As I look at another sea of red across the board in equities this morning with sentiment taking another nosedive, the question is what can give markets a sense of hope once more? The selling pressure that has swept across the board with a massive flight to safety has made a huge dent in investor confidence. Markets do not tend to be able to get out of this kind of funk without a catalyst. So what are we looking for? What could be the signals that prompts a turnaround in sentiment?
There are two key factors that could induce a change in sentiment, whilst there are also two key markets that could reflect this improvement. First of all, at least one of the two key market drivers probably needs to turn around. The US backing away from a September rate hike and Chinese authorities engaging a shock and awe measure could change investor sentiment. This also needs to be reflected in a bottom on key commodity markets: oil and copper.

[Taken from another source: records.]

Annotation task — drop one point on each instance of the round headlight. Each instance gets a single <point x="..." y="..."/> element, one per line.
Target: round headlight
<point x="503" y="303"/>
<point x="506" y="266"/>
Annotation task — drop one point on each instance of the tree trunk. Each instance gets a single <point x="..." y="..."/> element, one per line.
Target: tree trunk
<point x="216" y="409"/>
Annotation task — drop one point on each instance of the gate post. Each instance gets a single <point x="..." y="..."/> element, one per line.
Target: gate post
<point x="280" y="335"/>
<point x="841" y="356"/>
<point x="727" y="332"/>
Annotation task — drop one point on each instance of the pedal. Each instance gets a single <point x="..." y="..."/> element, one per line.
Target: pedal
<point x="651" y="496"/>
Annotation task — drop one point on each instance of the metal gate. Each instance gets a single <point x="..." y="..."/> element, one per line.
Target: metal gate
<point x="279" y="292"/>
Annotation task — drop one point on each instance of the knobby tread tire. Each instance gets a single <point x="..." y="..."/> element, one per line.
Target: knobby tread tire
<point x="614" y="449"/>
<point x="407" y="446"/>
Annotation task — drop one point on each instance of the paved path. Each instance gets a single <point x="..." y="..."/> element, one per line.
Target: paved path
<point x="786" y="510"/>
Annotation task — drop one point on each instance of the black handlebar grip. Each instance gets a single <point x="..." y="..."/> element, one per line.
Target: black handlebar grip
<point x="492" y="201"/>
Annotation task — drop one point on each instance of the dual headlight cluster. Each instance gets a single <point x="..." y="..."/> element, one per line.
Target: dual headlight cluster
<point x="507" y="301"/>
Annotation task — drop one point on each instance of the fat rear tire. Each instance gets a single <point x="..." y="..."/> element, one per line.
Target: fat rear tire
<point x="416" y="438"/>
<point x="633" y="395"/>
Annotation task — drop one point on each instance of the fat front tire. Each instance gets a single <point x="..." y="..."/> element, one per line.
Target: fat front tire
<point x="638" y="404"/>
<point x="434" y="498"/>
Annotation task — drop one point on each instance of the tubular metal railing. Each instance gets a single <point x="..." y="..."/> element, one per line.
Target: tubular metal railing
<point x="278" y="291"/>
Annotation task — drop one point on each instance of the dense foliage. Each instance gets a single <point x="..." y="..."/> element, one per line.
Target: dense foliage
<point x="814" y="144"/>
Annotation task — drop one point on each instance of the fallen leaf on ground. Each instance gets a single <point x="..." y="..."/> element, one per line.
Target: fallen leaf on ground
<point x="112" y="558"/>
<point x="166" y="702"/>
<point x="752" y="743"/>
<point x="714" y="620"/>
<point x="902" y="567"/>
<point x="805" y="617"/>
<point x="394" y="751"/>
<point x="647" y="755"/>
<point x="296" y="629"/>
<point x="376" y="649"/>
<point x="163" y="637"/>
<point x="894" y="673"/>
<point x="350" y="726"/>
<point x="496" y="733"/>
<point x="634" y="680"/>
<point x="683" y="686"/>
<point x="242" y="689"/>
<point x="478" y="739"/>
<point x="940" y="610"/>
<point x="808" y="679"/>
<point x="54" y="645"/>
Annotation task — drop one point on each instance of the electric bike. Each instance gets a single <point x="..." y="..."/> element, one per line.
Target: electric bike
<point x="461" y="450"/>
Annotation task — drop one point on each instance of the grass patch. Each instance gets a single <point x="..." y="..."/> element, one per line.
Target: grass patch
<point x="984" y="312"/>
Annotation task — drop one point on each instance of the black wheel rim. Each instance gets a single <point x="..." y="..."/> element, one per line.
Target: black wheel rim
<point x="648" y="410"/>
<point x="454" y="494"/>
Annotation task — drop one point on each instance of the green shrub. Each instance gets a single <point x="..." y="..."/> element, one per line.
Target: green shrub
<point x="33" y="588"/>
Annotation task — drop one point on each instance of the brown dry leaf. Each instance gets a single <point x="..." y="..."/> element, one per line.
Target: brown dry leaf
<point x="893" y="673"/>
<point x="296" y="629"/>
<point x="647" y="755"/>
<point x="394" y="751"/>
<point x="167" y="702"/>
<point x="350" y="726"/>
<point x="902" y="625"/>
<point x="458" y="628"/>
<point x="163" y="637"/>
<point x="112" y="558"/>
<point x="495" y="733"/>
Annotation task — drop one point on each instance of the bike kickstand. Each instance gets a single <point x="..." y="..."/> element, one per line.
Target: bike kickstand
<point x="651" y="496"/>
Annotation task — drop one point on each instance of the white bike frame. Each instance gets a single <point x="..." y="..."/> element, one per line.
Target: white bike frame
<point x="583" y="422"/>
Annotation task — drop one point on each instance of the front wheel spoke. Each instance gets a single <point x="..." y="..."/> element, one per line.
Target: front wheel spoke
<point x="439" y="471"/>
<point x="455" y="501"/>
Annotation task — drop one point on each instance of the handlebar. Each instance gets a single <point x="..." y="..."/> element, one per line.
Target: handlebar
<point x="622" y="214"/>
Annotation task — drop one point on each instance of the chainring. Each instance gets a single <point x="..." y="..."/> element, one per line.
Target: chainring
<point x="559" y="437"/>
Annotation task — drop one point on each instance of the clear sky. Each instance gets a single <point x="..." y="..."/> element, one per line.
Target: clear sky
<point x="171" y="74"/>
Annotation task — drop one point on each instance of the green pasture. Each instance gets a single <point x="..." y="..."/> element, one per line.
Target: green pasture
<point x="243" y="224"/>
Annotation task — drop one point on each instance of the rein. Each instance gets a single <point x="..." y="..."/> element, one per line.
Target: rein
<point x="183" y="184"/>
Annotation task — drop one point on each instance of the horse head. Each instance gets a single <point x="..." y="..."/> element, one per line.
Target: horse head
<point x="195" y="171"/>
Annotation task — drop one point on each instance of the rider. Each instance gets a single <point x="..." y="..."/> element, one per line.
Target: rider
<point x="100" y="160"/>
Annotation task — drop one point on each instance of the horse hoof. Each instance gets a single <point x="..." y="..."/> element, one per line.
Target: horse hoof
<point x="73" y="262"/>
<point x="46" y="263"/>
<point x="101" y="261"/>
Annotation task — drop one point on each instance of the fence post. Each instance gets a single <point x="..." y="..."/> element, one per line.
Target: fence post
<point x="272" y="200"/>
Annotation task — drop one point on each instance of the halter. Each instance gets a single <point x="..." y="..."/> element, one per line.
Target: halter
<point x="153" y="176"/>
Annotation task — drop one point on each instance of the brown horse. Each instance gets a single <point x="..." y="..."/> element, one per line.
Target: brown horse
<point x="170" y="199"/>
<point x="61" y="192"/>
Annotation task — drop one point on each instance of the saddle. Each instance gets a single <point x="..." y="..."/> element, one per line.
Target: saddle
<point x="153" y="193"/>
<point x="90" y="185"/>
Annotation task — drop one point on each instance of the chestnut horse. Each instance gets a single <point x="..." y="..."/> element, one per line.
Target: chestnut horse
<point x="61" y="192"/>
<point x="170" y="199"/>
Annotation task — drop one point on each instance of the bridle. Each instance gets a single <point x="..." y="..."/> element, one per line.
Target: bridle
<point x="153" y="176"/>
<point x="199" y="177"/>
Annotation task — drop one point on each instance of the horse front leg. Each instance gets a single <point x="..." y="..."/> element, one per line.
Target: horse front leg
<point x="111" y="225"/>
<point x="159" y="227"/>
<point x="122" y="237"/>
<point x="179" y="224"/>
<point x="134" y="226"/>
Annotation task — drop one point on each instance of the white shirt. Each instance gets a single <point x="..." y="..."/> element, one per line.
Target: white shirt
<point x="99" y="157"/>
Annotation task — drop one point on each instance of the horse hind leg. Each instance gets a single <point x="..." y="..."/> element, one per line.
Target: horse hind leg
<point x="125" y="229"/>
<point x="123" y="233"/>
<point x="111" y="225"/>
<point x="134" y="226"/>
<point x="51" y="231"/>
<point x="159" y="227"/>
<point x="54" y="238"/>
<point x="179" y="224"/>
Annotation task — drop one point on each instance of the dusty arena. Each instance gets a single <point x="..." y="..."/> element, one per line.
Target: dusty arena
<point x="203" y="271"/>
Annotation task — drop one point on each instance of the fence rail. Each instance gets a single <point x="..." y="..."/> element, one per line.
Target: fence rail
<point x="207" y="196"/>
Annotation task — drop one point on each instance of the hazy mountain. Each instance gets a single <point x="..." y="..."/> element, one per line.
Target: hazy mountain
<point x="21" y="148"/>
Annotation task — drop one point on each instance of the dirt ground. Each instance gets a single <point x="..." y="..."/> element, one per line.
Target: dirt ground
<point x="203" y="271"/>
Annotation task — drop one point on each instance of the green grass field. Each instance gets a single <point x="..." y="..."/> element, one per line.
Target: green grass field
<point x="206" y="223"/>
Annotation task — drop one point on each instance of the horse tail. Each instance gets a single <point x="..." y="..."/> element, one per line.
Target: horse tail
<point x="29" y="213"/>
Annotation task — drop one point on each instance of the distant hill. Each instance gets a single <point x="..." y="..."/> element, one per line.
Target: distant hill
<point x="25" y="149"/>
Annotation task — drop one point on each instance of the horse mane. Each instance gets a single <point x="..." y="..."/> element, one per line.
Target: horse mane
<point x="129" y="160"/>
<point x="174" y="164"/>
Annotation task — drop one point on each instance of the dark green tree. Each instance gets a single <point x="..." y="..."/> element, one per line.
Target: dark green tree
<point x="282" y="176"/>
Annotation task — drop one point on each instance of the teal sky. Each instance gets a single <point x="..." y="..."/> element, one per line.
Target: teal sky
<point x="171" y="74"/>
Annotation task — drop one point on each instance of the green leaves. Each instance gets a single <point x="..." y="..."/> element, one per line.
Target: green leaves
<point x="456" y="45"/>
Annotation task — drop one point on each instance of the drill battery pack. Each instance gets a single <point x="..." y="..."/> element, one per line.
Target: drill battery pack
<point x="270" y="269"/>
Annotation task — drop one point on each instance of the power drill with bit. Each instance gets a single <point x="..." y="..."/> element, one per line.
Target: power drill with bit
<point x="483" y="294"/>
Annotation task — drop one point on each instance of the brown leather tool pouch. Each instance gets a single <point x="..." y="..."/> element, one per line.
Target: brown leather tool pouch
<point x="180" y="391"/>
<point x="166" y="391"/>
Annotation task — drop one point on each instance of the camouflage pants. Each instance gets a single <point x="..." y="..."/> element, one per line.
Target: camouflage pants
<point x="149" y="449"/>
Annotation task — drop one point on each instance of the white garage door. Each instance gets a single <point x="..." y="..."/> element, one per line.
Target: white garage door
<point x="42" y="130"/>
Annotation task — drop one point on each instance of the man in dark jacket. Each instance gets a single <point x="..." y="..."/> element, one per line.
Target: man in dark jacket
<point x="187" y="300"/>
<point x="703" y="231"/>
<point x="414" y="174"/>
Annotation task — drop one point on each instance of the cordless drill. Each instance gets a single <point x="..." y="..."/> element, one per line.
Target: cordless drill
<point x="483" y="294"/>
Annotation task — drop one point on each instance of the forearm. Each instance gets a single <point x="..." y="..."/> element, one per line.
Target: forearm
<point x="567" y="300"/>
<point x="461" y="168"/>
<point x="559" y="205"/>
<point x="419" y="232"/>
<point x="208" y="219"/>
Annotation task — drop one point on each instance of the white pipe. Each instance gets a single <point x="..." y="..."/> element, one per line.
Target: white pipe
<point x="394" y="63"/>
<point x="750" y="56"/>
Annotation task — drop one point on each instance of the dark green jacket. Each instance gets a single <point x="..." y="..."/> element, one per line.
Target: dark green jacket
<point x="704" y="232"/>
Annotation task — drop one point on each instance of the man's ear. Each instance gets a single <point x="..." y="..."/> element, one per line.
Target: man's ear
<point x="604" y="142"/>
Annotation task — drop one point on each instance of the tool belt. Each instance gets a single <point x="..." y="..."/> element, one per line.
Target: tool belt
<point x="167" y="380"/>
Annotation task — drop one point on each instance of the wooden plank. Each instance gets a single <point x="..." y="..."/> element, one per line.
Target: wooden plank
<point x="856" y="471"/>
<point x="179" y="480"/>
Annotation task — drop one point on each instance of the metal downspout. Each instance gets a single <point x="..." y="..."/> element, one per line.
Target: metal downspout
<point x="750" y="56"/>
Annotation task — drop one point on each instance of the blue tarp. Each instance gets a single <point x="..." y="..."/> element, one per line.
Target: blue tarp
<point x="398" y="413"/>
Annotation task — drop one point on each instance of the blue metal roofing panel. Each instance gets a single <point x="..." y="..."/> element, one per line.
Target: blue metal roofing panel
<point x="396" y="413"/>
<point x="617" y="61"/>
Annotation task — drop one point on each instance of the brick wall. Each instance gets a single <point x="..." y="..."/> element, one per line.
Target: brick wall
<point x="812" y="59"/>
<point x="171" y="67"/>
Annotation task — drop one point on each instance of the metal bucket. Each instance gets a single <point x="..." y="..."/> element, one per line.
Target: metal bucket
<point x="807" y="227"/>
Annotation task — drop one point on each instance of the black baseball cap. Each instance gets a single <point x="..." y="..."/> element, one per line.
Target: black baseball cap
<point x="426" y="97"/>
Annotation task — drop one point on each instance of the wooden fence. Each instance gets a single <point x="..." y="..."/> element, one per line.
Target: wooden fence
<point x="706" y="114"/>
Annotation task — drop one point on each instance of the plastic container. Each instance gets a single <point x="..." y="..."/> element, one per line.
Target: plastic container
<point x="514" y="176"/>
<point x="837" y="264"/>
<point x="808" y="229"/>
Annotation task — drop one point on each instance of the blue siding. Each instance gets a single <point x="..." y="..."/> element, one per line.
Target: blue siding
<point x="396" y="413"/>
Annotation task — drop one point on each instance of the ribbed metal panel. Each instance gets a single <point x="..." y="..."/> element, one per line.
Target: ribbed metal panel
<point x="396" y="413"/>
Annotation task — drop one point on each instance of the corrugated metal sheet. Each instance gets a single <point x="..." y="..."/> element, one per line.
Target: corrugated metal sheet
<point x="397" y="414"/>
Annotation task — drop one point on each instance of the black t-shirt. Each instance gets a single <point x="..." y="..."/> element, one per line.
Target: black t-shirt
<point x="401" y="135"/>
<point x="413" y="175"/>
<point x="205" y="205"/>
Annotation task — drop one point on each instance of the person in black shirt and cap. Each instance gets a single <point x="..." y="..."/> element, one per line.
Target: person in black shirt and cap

Will Jackson Hole give us a sign this week? Although Janet Yellen is not at the economic symposium, FOMC members will be. If the speeches of Fed members suggest that the committee is stepping back from a September rate hike, this could help to give the market some support. This could take the boot off the neck of emerging market economies that have come under so much pressure from the strengthening dollar in recent months. Economies that run big current account deficits whilst running dollar denominated debts (such as the Fragile 5: South Africa, Turkey, Brazil, Indonesia and India) have been under huge strain. The Fed stepping back from a September rate hike may just take the pressure off at least for the near term. Fed member Dennis Lockhart has already backed away from rhetoric of a September rate hike and if more members follow this week this could be the lift the market needs.
The Chinese authorities are finally acting as they try to stabilize the equity market sell-off. However, is it enough? The restrictions being put on futures trading and the capacity to short the market is not going to necessarily help sentiment and could in fact do the opposite. The recent actions of the People’s Bank of China to inject 140bn yuan (c. $22bn) of liquidity into the money market via Short Term Liquidity Operations is more of a supplementary measure. The rate cuts (cutting the lending and deposit rates by 25 basis points and the reserve requirement ratio by 50 basis points) that the PBoC engaged yesterday were the fifth such cut in nine months. What is there to suggest this will work where the other four cuts have not? More clearly needs to be done there.
Ultimately though the declines on commodity prices in recent months have been the key concern for investors. The prices of Brent Crude has dropped 38% since its peak at $69.63 on 6th May, whilst “Dr Copper” has dropped 23% in a similar time. Both commodities which reflect the state of global demand need to show signs of bottoming out. Otherwise there is little to really suggest that sentiment for China and global demand is turning. Both markets (shown below) remain in key downtrends. The downtrend on copper has been tested in recent days (as it has also on NYMEX oil too), but as I write this the trends are still intact, which remains bearish for market sentiment.
Below is a chart from BoA Merrill Lynch that suggests whilst oversupply of oil has a part to play, but the key downward pressures come from demand issues (ie. the China slowdown). This is why it is so important that China acts to at least try to stabilize its falling demand. Whether this be through fiscal measures from the government, or some sort of significant (i.e. more so that it has already done) monetary stimulus from the PBoC is needed.
However, could it be that we have we already seen the low? I mentioned a couple of days ago in the wake of the recent nadir on equities that a simple email can sometimes be enough. The internal email at Citi in March 2009 seemed to mark the absolute bottom of the credit crunch market sell-off. Apple CEO Tim Cook’s email that was sent on Monday to Jim Cramer of CNBC which noted that the tech giant was still performing well in China despite the market turmoil, could turn out to be just as momentous. Despite the volatility again today, the DAX is around 700 points off its low of Monday and the FTSE 100 is over 200 points. It could take markets a while the truly settle down, possibly even weeks. But it is possible that the low has already been seen.
The technicals on FTSE 100 and the German DAX got extremely stretched and oversold on Monday. There were volume spikes on several major indices, as the FTSE 100 had its highest volume since June 2012, and the DAX Xetra saw its biggest volume since March 2013. Major market turning points will often be seen on big volume as a sense of an exhaustion move takes hold. According to my Reuters chart also, on Monday the RSI on the FTSE 100 was the lowest since the huge 1987 low. Furthermore, on a shorter term basis, the technical volatility on the DAX has reached extreme levels as the market traded entirely outside its Bollinger Bands on Monday, a signal that suggests there is a set up for a potential bottom.